Zusammen mit CVE-2026-19490 hat Citrix auch CVE-2026-19489 behoben. Diese zweite Schwachstelle ist als hoch eingestuft und betrifft einen Speicherüberlauf. Wenn SIP ALG in einer LSN-Gruppenkonfiguration aktiviert ist, kann der Fehler laut Hersteller zu unerwartetem Verhalten oder zu einem Denial-of-Service führen.

Die Korrekturen sind nach Angaben von Citrix in NetScaler ADC und Gateway 14.1-73.32, 13.1-63.21, 14.1-73.32 FIPS sowie 13.1-FIPS und 13.1-NDcPP 13.1-37.277 enthalten. Citrix weist zudem darauf hin, dass auch Secure Private Access Hybrid-Bereitstellungen mit NetScaler-Instanzen betroffen sind. Kunden müssten diese NetScaler-Instanzen auf die empfohlenen Builds aktualisieren, um die Schwachstellen zu beheben.

Rapid7 stuft insbesondere CVE-2026-19490 als dringlich ein. Das Sicherheitsunternehmen erklärt, dass entfernte, nicht authentifizierte Angreifer die Lücke ohne Benutzerinteraktion ausnutzen könnten. Hinweise auf eine bereits laufende Ausnutzung gebe es zwar nicht, doch wegen der Rolle der Systeme in Unternehmensumgebungen seien sie ein attraktives Ziel.

Zur Begründung verweist Rapid7 auf den typischen Einsatz der Produkte. NetScaler ADC und NetScaler Gateway seien weit verbreitete Unternehmenslösungen für Netzwerke und häufig an der Peripherie des Netzes positioniert. NetScaler ADC stelle Funktionen für Anwendungsbereitstellung, Verkehrsmanagement, Lastverteilung, SSL/TLS-Offloading und Anwendungssicherheit bereit, während NetScaler Gateway sicheren Fernzugriff und VPN-Funktionen liefere.

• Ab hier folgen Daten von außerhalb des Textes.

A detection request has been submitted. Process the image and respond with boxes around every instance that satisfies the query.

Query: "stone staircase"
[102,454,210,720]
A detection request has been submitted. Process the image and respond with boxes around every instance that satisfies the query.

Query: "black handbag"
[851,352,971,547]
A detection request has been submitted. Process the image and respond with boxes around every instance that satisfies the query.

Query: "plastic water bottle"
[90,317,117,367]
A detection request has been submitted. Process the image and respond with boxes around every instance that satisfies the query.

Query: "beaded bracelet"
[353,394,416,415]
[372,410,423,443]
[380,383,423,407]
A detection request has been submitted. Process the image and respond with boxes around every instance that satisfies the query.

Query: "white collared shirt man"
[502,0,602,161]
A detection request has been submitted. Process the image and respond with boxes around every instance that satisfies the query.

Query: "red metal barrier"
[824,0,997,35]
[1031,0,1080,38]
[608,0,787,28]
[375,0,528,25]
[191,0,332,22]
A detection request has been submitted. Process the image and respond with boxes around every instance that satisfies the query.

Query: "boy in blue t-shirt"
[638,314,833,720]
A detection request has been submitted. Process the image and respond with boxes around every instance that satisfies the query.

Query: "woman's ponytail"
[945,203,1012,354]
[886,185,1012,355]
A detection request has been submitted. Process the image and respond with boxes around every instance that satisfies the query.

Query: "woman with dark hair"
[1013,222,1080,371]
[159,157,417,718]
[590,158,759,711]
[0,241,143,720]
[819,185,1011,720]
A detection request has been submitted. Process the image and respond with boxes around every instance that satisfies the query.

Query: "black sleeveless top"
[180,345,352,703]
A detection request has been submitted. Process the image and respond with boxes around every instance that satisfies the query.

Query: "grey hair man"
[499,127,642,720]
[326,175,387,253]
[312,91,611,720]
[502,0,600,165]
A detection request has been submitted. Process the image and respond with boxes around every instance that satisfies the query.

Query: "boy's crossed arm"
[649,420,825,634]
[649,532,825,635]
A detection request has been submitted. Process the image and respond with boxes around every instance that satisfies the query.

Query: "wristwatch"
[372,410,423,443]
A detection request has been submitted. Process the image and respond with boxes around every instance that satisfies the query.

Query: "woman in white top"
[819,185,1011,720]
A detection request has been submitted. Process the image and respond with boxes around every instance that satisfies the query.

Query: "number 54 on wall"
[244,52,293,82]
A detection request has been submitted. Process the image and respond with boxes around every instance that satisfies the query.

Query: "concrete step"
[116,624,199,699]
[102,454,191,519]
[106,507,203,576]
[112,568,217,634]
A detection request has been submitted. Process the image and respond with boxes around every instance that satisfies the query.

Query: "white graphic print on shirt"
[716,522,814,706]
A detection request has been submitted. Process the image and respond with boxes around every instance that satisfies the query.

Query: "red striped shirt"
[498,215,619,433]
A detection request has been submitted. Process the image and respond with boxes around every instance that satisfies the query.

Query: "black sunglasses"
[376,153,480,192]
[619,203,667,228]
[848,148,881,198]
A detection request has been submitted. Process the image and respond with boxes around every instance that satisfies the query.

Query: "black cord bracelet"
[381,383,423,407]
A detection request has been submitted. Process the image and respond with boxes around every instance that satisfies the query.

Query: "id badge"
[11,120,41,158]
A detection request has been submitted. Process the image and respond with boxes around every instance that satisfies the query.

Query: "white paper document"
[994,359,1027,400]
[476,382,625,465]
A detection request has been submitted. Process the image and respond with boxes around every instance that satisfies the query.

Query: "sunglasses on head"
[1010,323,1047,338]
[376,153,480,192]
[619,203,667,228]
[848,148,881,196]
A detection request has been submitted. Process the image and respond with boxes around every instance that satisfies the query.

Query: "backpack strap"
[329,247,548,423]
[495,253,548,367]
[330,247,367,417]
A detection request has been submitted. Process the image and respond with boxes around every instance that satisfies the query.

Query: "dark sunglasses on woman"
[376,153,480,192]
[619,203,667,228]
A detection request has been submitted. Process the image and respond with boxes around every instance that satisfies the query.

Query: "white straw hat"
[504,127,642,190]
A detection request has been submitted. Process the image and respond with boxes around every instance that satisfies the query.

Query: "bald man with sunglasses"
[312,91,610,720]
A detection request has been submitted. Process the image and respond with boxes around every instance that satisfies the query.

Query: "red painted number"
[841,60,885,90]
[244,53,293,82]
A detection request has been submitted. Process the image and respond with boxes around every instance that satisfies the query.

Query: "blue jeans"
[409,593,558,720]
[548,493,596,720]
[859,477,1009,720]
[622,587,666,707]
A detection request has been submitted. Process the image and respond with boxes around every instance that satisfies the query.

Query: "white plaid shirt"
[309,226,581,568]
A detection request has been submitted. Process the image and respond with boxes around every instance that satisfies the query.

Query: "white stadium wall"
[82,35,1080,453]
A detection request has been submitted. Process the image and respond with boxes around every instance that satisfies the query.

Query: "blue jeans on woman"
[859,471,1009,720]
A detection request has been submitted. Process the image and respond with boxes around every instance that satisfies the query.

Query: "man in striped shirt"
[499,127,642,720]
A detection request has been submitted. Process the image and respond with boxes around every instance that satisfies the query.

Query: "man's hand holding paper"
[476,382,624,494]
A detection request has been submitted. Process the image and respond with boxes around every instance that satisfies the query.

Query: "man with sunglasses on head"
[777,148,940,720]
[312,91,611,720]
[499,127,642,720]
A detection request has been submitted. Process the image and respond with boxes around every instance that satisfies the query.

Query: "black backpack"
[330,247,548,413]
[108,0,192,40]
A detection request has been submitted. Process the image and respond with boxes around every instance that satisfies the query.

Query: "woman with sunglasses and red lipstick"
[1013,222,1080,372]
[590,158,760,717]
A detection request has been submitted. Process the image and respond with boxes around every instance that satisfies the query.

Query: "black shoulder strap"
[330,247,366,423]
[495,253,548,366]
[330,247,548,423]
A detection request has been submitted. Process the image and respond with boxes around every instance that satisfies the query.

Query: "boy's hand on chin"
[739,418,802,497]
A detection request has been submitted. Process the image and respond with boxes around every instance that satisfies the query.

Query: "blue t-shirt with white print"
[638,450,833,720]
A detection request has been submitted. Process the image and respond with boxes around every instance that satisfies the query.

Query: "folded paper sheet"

Gerade weil NetScaler-Appliances typischerweise in Unternehmens-DMZs betrieben und öffentlich zugänglich seien, erwartet Rapid7 eine baldige Ausnutzung der kritischen Lücke. Organisationen sollten das Einspielen der Updates mit höchster Priorität behandeln. Citrix-Produkte seien hochwertige Ziele, bei denen nach der Veröffentlichung von Schwachstellen erfahrungsgemäß oft schnell Angriffe in freier Wildbahn folgten, so Rapid7.